Twenty million years ago, a predator with a mouth like a subway gate and teeth the size of your palm wandered the seas. The megalodon, the largest shark to ever live on Earth, could grow more than 50 feet long, and was the scourge of the ocean for millions of years. Then he disappeared. The megalodon no longer existed.
What exactly happened to push this shark beast to extinction is a topic of great debate among scientists. Now, an article published Tuesday in the journal Nature Communications suggests that great white sharks, which coexisted with the megalodon, preyed on the same types of animals that the much larger shark ate. This evidence helps support the theory that competition with the great white, a predator that is still strong today, could have been a factor that took the megalodon out of the picture. It also highlights the idea that a predator does not have to be the largest to dominate an ecosystem.
Rebuilding the long-standing ocean food chains is a difficult task, said Jeremy McCormack, a geoscientist at the Max Planck Institute for Evolutionary Anthropology in Germany and author of the new article. You can’t see how extinct animals feed or set up a camera to spy on how they lived.
But there are other methods. One option for deducing what an animal ate is to examine the molecules that make up its body. Zinc isotope levels in the teeth of today’s mammals correlate with where they fall in the food chain, many other studies have found: the higher an animal is, the lower the zinc isotope values they show. . Because the teeth fossilize well, the team wondered if the same thing would happen if they looked at their teeth millions of years ago.
Using teeth from more than a hundred sharks, extracted from living and extinct species today, the researchers did tests to see if zinc levels changed as the teeth changed. They also confirmed that in current sharks, zinc isotope values reflect their place in the ecosystem: sharks that eat small fish have higher values, for example, than sharks that eat whales and are higher in the food chain.

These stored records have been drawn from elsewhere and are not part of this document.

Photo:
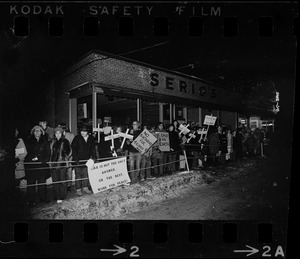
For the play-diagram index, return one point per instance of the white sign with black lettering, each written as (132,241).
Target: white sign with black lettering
(144,141)
(108,174)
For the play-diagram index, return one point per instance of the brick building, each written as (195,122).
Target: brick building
(103,85)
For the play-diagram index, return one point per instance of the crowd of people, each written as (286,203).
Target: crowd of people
(56,152)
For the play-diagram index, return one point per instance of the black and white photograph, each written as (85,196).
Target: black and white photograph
(147,111)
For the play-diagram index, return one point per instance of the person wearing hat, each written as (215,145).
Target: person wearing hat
(69,136)
(38,154)
(48,131)
(83,148)
(60,152)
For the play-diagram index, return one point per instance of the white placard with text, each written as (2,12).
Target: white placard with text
(108,174)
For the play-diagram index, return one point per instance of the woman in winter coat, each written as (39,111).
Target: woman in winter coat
(38,154)
(60,152)
(20,154)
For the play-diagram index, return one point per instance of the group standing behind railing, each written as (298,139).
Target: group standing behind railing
(56,152)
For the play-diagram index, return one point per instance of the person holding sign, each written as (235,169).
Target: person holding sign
(158,155)
(83,148)
(174,147)
(146,161)
(134,155)
(38,150)
(60,152)
(20,154)
(222,144)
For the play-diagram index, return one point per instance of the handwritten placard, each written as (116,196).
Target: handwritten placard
(209,120)
(144,141)
(163,140)
(108,174)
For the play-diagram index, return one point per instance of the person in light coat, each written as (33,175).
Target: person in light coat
(60,152)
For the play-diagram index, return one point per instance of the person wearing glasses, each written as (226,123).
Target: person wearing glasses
(38,154)
(135,156)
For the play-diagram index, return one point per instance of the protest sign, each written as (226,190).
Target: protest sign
(108,174)
(184,129)
(163,141)
(144,141)
(209,120)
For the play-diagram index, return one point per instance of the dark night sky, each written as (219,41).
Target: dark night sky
(230,62)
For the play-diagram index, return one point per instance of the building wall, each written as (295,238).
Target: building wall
(112,72)
(64,84)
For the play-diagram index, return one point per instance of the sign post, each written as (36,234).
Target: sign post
(111,137)
(144,141)
(125,136)
(164,142)
(209,120)
(108,174)
(98,130)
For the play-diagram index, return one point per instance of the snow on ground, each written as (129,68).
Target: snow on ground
(126,199)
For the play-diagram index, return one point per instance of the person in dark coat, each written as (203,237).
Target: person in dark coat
(213,142)
(38,150)
(135,157)
(60,152)
(174,147)
(222,144)
(83,148)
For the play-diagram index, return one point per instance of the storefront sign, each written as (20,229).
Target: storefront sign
(108,174)
(144,141)
(209,120)
(107,119)
(184,129)
(163,141)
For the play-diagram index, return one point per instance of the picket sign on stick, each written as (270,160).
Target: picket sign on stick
(125,136)
(98,130)
(112,137)
(209,120)
(187,164)
(191,136)
(203,132)
(184,128)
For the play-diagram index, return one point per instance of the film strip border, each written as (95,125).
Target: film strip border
(149,238)
(195,26)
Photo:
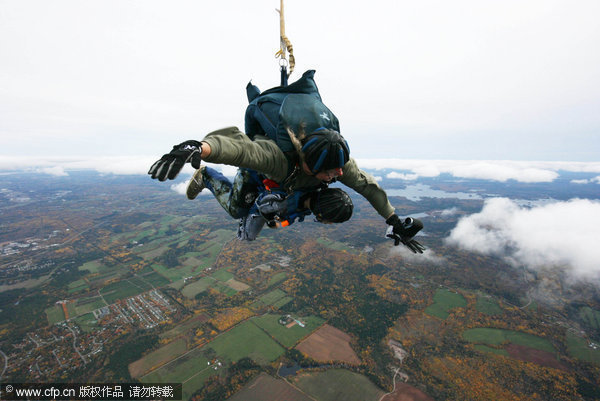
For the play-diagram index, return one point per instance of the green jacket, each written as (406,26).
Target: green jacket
(233,147)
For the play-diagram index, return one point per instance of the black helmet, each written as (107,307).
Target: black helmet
(331,205)
(325,149)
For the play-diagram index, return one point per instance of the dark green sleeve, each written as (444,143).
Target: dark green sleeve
(231,146)
(365,184)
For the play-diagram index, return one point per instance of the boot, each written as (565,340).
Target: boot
(196,184)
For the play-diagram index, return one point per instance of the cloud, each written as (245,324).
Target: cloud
(400,176)
(587,181)
(561,234)
(180,188)
(427,257)
(449,212)
(496,170)
(56,171)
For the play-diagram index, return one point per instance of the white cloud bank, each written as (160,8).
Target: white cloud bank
(563,234)
(497,170)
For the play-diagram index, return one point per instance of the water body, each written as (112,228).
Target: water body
(418,191)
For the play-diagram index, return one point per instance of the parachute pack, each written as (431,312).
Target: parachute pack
(297,106)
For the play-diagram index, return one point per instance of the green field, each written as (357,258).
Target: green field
(485,348)
(155,279)
(335,245)
(158,357)
(55,314)
(282,302)
(276,279)
(183,327)
(488,305)
(93,267)
(246,340)
(86,305)
(590,316)
(191,369)
(444,301)
(86,322)
(580,349)
(77,285)
(338,384)
(222,275)
(193,289)
(288,337)
(271,297)
(494,336)
(122,289)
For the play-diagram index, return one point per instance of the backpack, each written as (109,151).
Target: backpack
(297,106)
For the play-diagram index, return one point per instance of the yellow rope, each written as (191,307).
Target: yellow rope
(286,45)
(290,50)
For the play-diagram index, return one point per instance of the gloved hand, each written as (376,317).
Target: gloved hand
(404,232)
(271,206)
(171,164)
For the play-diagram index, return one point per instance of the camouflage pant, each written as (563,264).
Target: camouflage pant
(236,198)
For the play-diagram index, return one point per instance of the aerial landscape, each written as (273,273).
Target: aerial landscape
(117,278)
(122,125)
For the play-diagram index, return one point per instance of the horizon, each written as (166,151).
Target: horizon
(506,81)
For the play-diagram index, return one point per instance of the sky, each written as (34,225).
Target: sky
(83,82)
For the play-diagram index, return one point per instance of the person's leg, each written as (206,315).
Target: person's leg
(250,226)
(236,198)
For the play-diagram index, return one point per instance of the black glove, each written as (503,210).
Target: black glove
(171,164)
(404,232)
(271,206)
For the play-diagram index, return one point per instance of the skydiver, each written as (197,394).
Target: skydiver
(278,147)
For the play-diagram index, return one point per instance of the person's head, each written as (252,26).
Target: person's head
(325,152)
(331,205)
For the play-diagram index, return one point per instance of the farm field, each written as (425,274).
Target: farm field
(181,328)
(157,358)
(191,369)
(590,316)
(488,305)
(492,336)
(86,305)
(267,388)
(86,322)
(406,392)
(287,336)
(55,314)
(329,344)
(444,301)
(123,289)
(271,297)
(578,347)
(195,288)
(246,340)
(179,369)
(277,278)
(338,384)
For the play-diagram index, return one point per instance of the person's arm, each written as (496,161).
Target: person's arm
(233,147)
(365,184)
(225,146)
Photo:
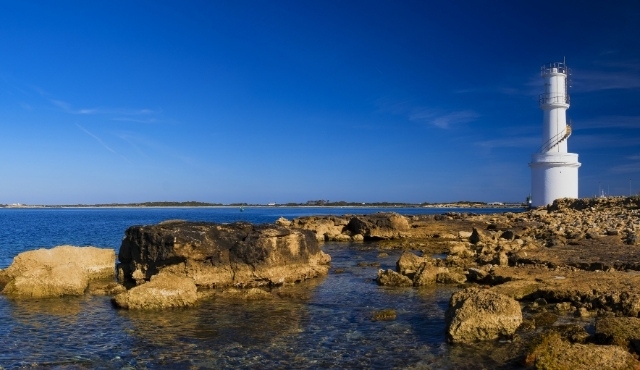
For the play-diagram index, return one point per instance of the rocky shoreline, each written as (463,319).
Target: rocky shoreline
(553,287)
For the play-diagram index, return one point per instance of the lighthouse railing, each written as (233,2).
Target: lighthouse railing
(557,67)
(560,137)
(548,99)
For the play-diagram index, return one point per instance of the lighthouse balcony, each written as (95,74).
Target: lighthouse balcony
(554,68)
(554,160)
(548,100)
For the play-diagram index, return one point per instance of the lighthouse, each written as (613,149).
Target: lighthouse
(554,171)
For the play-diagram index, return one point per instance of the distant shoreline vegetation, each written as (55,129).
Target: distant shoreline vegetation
(311,203)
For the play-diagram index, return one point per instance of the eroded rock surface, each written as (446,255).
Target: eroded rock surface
(220,255)
(56,272)
(165,290)
(479,314)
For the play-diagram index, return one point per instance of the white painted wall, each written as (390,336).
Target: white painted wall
(554,172)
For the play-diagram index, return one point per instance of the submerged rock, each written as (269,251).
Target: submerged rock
(552,351)
(56,272)
(479,314)
(392,278)
(163,291)
(221,255)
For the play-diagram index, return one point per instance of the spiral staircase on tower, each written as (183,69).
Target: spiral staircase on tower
(554,141)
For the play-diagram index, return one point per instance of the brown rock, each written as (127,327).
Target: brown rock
(476,314)
(220,255)
(550,351)
(392,278)
(409,263)
(620,331)
(163,291)
(60,271)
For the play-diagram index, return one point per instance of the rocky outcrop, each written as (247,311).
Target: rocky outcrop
(551,351)
(620,331)
(163,291)
(392,278)
(378,226)
(479,314)
(221,255)
(60,271)
(325,227)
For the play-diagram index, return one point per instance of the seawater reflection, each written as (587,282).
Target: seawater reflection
(324,323)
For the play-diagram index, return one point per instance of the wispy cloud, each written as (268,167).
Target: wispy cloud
(434,117)
(631,166)
(511,142)
(99,140)
(608,76)
(444,120)
(631,122)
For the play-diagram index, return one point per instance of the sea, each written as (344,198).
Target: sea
(325,323)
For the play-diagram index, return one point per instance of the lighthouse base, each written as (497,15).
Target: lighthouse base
(553,176)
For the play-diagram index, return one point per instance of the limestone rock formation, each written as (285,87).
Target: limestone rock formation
(392,278)
(479,314)
(621,331)
(60,271)
(551,351)
(221,255)
(163,291)
(379,226)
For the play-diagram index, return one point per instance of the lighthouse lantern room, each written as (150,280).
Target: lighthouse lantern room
(554,171)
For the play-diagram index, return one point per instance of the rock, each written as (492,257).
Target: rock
(163,291)
(450,278)
(283,222)
(476,236)
(475,274)
(476,315)
(221,255)
(517,289)
(60,271)
(325,227)
(508,234)
(384,315)
(392,278)
(619,331)
(379,226)
(551,351)
(460,249)
(426,275)
(251,294)
(409,263)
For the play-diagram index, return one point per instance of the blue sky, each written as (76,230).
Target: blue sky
(289,101)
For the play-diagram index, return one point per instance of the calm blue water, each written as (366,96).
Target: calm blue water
(325,323)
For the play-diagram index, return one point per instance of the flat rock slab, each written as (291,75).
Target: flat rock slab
(221,255)
(163,291)
(60,271)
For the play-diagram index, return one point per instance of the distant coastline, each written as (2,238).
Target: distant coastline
(309,204)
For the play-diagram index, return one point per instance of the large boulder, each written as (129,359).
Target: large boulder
(60,271)
(391,278)
(379,226)
(409,263)
(163,291)
(325,227)
(621,331)
(552,351)
(479,314)
(220,255)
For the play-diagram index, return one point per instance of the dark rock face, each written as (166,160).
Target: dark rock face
(379,226)
(218,255)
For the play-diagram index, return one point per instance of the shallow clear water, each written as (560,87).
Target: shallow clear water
(324,323)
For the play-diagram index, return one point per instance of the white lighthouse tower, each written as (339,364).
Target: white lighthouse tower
(554,172)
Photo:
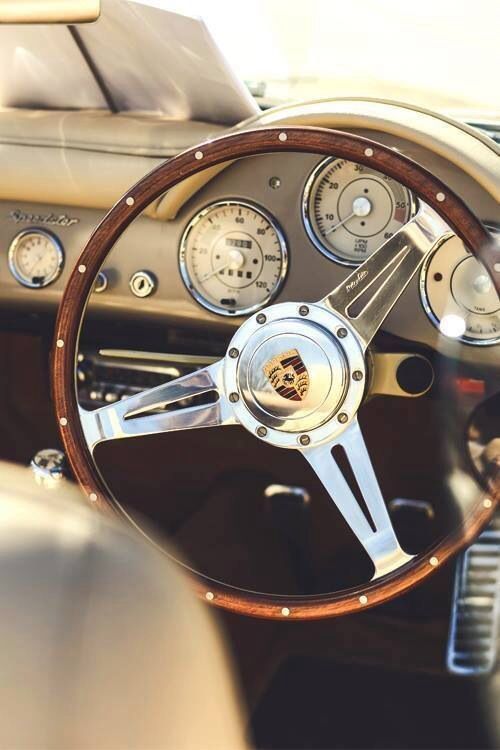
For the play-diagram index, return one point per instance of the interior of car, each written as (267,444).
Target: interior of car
(250,324)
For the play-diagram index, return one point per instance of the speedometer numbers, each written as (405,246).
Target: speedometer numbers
(233,258)
(350,210)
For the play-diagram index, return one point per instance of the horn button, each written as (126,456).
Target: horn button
(291,371)
(292,375)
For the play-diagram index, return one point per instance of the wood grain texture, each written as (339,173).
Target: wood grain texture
(73,305)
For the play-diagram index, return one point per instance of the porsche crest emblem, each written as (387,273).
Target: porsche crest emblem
(288,375)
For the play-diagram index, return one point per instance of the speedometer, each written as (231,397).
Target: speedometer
(36,258)
(233,257)
(350,210)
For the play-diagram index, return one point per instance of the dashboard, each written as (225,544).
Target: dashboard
(268,228)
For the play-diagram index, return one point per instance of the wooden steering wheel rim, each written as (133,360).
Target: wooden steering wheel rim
(74,301)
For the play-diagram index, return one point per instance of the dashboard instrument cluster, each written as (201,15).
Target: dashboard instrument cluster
(349,210)
(234,255)
(36,258)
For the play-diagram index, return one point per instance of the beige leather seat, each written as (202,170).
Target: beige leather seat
(102,643)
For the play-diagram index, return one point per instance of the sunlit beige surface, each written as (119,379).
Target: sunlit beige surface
(104,647)
(49,11)
(441,54)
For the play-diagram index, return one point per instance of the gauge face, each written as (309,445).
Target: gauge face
(36,258)
(233,258)
(350,210)
(458,295)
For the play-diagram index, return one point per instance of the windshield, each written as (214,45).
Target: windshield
(439,54)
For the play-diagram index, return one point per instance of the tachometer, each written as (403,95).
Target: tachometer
(458,295)
(349,210)
(233,257)
(36,258)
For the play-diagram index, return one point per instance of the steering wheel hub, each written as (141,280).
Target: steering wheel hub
(293,373)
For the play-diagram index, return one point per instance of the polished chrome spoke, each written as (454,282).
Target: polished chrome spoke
(393,265)
(147,413)
(378,537)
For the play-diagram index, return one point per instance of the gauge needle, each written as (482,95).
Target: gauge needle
(361,206)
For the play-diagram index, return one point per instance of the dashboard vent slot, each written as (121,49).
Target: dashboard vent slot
(474,626)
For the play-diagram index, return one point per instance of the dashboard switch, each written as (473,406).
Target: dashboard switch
(142,283)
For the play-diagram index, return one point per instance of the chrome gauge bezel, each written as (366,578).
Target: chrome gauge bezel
(310,230)
(14,247)
(424,298)
(185,272)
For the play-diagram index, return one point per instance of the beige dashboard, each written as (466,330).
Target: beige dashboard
(86,176)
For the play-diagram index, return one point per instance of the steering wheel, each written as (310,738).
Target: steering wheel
(294,374)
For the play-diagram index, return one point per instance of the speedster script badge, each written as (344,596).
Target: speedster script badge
(288,375)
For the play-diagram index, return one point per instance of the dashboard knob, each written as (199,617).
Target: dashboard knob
(143,283)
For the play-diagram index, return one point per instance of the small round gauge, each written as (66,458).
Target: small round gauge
(350,210)
(233,257)
(458,295)
(36,258)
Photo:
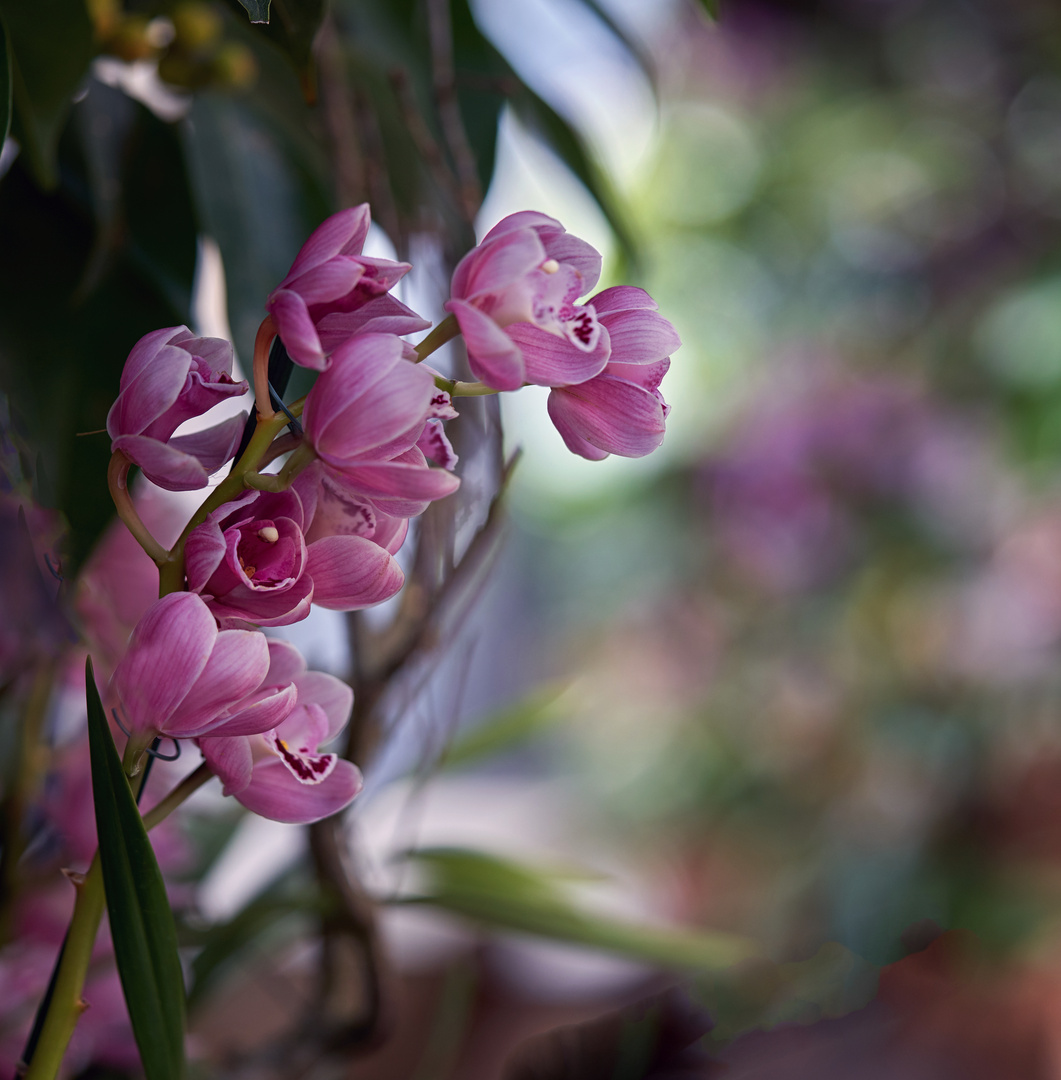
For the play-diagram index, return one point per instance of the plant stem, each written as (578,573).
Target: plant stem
(171,572)
(260,367)
(117,477)
(165,806)
(67,1003)
(446,331)
(457,389)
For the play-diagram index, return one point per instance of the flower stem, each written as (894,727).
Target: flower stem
(457,389)
(67,1004)
(446,331)
(117,482)
(281,481)
(171,574)
(262,342)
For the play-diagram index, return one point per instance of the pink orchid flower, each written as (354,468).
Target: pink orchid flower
(252,564)
(183,678)
(513,297)
(333,292)
(620,410)
(281,773)
(172,376)
(365,417)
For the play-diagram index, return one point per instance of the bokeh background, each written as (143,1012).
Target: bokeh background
(794,677)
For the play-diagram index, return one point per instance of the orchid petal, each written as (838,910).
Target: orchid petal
(610,414)
(351,572)
(332,694)
(343,233)
(274,793)
(296,329)
(641,337)
(230,759)
(622,298)
(492,354)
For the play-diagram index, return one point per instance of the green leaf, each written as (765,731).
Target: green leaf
(257,10)
(542,119)
(255,197)
(52,43)
(140,921)
(501,893)
(5,88)
(267,916)
(520,721)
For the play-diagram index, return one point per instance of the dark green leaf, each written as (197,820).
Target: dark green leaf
(254,198)
(257,10)
(52,43)
(140,921)
(5,89)
(558,133)
(502,893)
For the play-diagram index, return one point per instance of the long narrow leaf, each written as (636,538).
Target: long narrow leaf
(140,920)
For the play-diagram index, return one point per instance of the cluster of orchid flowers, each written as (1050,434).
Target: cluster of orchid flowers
(359,456)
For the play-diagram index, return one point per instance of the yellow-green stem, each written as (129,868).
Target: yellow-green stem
(446,331)
(171,572)
(457,389)
(117,482)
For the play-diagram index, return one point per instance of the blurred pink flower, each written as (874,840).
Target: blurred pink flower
(182,677)
(251,563)
(281,773)
(333,292)
(620,410)
(513,297)
(172,376)
(364,418)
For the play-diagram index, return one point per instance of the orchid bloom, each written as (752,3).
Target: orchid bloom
(281,773)
(333,292)
(172,376)
(183,678)
(365,417)
(513,297)
(250,561)
(620,410)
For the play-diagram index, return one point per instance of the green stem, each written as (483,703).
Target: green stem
(67,1003)
(456,389)
(446,331)
(281,481)
(171,572)
(117,482)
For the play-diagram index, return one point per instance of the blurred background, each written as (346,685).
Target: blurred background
(791,679)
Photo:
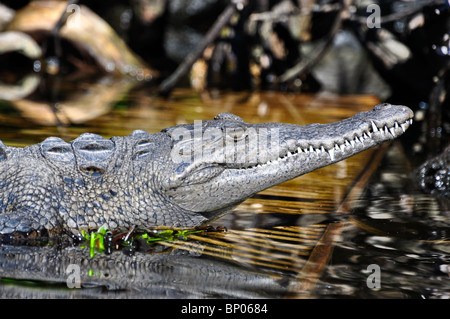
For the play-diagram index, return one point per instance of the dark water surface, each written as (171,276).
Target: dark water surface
(359,228)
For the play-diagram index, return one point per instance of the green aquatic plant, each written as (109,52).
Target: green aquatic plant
(98,242)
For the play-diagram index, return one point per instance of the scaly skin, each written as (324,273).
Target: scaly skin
(184,176)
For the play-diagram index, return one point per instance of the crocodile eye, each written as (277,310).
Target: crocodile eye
(2,151)
(92,152)
(142,149)
(55,148)
(236,133)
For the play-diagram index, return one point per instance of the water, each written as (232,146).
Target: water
(305,238)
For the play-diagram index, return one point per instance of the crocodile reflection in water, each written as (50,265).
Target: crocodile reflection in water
(139,180)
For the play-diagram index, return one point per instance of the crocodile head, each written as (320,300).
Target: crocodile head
(216,164)
(184,176)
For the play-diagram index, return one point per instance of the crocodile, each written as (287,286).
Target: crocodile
(181,177)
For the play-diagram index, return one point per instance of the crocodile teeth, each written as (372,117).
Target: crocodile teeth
(331,153)
(392,130)
(404,126)
(374,127)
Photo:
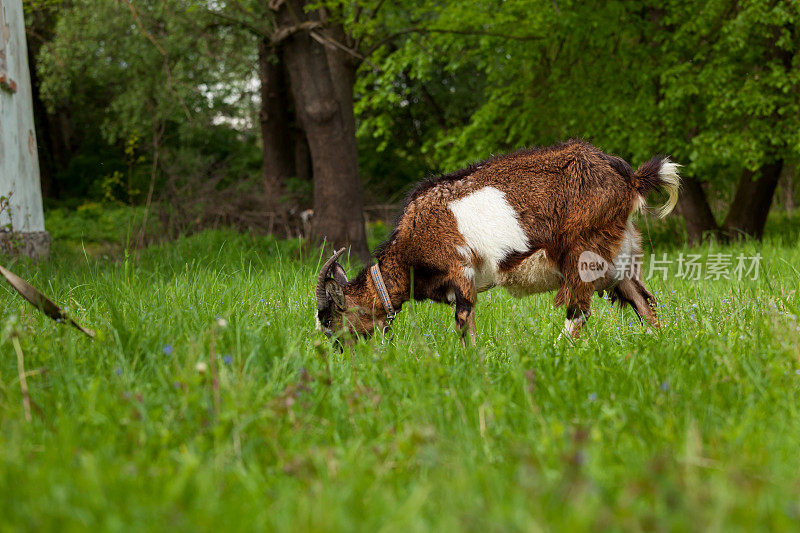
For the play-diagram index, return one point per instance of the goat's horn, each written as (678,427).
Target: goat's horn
(322,296)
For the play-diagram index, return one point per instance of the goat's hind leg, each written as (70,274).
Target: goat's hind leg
(465,298)
(633,292)
(577,295)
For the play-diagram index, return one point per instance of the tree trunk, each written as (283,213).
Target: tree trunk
(338,196)
(748,212)
(787,184)
(693,206)
(276,139)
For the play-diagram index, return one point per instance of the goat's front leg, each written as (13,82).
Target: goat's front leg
(465,320)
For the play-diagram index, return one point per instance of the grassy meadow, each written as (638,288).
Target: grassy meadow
(208,402)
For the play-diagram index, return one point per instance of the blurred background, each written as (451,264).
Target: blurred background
(309,119)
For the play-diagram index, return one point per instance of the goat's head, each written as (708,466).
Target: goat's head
(341,308)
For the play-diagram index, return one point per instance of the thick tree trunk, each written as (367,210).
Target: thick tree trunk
(338,196)
(276,138)
(748,212)
(697,215)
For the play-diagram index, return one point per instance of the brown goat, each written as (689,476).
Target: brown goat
(525,221)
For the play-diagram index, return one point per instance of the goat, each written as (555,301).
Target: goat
(525,221)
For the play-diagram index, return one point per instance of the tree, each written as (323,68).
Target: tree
(714,85)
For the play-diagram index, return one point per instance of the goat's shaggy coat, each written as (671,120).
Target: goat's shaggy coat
(520,221)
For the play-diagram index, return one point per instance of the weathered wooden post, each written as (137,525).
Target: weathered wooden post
(22,219)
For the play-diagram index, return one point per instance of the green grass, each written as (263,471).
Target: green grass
(695,426)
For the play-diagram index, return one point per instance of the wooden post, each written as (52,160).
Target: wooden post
(22,220)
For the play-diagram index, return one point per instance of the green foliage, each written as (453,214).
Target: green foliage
(692,427)
(140,78)
(713,84)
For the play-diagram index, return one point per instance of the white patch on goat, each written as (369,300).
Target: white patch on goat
(491,230)
(451,296)
(534,275)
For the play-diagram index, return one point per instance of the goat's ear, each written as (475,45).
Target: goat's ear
(335,293)
(338,273)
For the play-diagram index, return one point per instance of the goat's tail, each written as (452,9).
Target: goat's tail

Researchers then considered the trophic network drawn by the numbers of old teeth. The results showed intriguing patterns.
“We have the same range of zinc isotope values in the great white sharks, in the same locality, as the megalodon,” Dr. McCormack said. “It’s super interesting. Obviously they have a very different size, but that means they have an overlap in their prey species.”
He paints a picture of the huge shark gliding, casting a shadow like a bus in search of unfortunate fish, and in the background, the big white, a relatively tiny shape at the time, taking the same prey by itself.
If the great white eats the same types of prey, perhaps the smaller sharks competed with the megalodon for food. If so, they could have contributed to its eventual downturn, along with possible changes in other aspects of the ecosystem, such as climate. It’s an idea that scientists have floated in the past, but there was no geochemical evidence to support the hypothesis, Dr. McCormack said.
As researchers try to bring together what ecosystems looked like millions of years ago, who ate whom and where, a measure such as the value of the zinc isotope can help fill in the blanks, he hopes. It’s still a new idea to use it so far back in time, but perhaps with more data from other creatures, it may finally help us understand what happened so long ago, when organisms like the megalodon point to the fossil record.